Segundo a autoridade, o episódio ocorreu em águas internacionais próximas a rotas comerciais estratégicas, área que tem sido palco de crescente tensão militar nas últimas semanas. O número de mortos ainda é considerado preliminar e pode aumentar, já que há relatos de desaparecidos e feridos graves.

O governo do Irã confirmou que uma de suas embarcações militares foi atingida, mas não detalhou oficialmente o total de vítimas até o momento. Em comunicado, autoridades iranianas classificaram a ação como “agressão direta” e prometeram resposta proporcional.

Já os Estados Unidos ainda não divulgaram nota completa sobre o caso.
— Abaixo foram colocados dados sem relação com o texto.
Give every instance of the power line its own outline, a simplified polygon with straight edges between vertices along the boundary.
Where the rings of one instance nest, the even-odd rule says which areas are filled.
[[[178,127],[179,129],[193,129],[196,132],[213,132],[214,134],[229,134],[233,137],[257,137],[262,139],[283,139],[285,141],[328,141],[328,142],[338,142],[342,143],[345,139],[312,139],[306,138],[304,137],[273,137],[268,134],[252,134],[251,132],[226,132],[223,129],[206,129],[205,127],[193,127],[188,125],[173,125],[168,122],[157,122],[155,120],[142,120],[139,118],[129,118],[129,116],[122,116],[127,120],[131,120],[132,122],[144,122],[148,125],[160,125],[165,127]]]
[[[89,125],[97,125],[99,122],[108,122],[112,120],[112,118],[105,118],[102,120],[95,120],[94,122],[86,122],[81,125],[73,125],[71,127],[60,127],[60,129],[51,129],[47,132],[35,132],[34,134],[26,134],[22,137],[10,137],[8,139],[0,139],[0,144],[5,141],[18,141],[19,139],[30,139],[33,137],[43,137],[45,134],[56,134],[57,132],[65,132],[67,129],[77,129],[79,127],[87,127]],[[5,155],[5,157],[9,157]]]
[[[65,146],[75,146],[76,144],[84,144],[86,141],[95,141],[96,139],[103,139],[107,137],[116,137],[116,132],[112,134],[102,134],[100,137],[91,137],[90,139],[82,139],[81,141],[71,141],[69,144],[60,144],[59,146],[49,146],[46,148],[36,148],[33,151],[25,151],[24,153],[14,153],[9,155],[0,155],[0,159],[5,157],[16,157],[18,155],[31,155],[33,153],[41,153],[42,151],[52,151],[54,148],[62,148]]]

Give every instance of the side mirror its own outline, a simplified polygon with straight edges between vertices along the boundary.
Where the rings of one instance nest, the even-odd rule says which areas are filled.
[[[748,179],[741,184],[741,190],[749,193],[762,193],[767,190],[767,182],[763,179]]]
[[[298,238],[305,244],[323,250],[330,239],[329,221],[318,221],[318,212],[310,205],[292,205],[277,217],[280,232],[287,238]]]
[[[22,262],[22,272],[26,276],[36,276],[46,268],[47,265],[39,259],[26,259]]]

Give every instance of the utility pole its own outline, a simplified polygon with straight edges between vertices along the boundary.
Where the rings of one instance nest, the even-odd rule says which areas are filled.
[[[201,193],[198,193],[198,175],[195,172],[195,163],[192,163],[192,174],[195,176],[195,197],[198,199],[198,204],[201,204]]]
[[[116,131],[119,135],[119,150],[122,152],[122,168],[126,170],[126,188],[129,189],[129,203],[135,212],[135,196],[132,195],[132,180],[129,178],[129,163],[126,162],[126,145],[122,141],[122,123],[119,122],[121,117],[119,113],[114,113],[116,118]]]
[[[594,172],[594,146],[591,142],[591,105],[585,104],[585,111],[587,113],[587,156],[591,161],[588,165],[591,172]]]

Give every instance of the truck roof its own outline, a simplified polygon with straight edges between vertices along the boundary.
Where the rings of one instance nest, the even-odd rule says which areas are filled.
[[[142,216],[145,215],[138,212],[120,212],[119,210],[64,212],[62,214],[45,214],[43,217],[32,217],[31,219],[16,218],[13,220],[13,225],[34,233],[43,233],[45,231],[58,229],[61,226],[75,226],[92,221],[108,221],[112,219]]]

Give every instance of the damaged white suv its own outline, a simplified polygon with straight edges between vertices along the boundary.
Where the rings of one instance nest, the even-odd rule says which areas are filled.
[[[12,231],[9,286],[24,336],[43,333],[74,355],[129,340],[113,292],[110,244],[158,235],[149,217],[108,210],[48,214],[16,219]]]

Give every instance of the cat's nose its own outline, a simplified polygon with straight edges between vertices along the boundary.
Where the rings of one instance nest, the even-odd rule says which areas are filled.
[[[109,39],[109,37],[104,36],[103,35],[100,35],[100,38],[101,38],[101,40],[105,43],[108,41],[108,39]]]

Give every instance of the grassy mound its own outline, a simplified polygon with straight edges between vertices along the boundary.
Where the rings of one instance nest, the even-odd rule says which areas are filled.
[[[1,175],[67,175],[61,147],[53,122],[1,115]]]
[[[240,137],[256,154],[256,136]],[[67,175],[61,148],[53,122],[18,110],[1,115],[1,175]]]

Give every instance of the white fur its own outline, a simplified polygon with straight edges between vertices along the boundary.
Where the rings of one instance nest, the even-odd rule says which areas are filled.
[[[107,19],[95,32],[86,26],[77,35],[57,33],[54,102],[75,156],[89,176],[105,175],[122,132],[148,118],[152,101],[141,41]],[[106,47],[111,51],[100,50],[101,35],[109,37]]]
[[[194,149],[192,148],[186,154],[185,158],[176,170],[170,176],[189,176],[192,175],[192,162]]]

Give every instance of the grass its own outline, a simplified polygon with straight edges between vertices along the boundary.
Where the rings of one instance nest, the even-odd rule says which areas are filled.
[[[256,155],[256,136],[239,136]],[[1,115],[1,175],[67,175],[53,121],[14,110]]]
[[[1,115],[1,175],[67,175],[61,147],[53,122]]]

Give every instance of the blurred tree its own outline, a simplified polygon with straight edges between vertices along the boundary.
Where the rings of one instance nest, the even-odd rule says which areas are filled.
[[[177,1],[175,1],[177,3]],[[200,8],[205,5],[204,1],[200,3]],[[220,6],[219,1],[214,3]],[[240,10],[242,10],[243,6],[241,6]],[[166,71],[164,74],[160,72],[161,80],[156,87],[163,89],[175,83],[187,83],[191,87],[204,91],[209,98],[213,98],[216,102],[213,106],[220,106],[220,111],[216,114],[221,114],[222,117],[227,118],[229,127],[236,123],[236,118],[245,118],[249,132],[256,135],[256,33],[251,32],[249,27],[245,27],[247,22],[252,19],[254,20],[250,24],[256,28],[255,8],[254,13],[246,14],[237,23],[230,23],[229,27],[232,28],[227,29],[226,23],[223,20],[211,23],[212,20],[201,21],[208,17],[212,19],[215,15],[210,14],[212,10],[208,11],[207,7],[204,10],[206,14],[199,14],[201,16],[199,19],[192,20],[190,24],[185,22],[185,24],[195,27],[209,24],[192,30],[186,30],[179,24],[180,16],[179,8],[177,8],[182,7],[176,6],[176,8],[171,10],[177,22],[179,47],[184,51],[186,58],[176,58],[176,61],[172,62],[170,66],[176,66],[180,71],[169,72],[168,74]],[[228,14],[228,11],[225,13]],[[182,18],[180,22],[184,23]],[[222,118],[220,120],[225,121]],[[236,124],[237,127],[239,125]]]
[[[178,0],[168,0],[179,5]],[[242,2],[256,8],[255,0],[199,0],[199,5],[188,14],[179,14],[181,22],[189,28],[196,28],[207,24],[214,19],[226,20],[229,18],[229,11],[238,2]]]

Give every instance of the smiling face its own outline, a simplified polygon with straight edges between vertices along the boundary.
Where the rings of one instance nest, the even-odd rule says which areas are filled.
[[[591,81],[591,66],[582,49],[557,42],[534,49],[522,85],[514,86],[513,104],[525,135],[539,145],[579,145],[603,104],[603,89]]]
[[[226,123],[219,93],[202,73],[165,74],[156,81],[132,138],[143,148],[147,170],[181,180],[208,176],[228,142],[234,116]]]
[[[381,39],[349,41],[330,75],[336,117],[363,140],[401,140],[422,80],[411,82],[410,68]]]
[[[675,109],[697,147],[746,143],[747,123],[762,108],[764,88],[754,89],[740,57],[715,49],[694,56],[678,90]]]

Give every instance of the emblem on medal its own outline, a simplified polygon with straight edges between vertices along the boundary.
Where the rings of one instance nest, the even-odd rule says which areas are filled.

Fontes ligadas ao Departamento de Defesa norte-americano indicaram que a operação teria sido conduzida em meio a um cenário de “ameaça iminente”, sem esclarecer quais circunstâncias justificariam o ataque.

Escalada de tensão

O incidente ocorre em meio à escalada militar envolvendo Teerã, Washington e aliados na região. Nas últimas semanas, exercícios navais, movimentações de frotas e trocas de acusações aumentaram o clima de instabilidade, afetando inclusive o tráfego marítimo no Oceano Índico e no Golfo.

Analistas internacionais avaliam que o ataque pode marcar um novo patamar no confronto indireto entre os dois países, elevando o risco de retaliações e ampliando o impacto diplomático global.

Repercussão internacional

O governo do Sri Lanka afirmou estar monitorando a situação devido à proximidade geográfica e ao possível impacto nas rotas comerciais que passam pela região. A comunidade internacional acompanha o caso com preocupação, especialmente pelo risco de interrupções no comércio marítimo e no fornecimento de energia.

Organizações multilaterais ainda não se manifestaram oficialmente, mas diplomatas ouvidos por agências internacionais defendem cautela e pedem contenção para evitar uma escalada militar de maiores proporções.

A situação segue em desenvolvimento, e novas informações devem ser divulgadas ao longo do dia pelas autoridades envolvidas.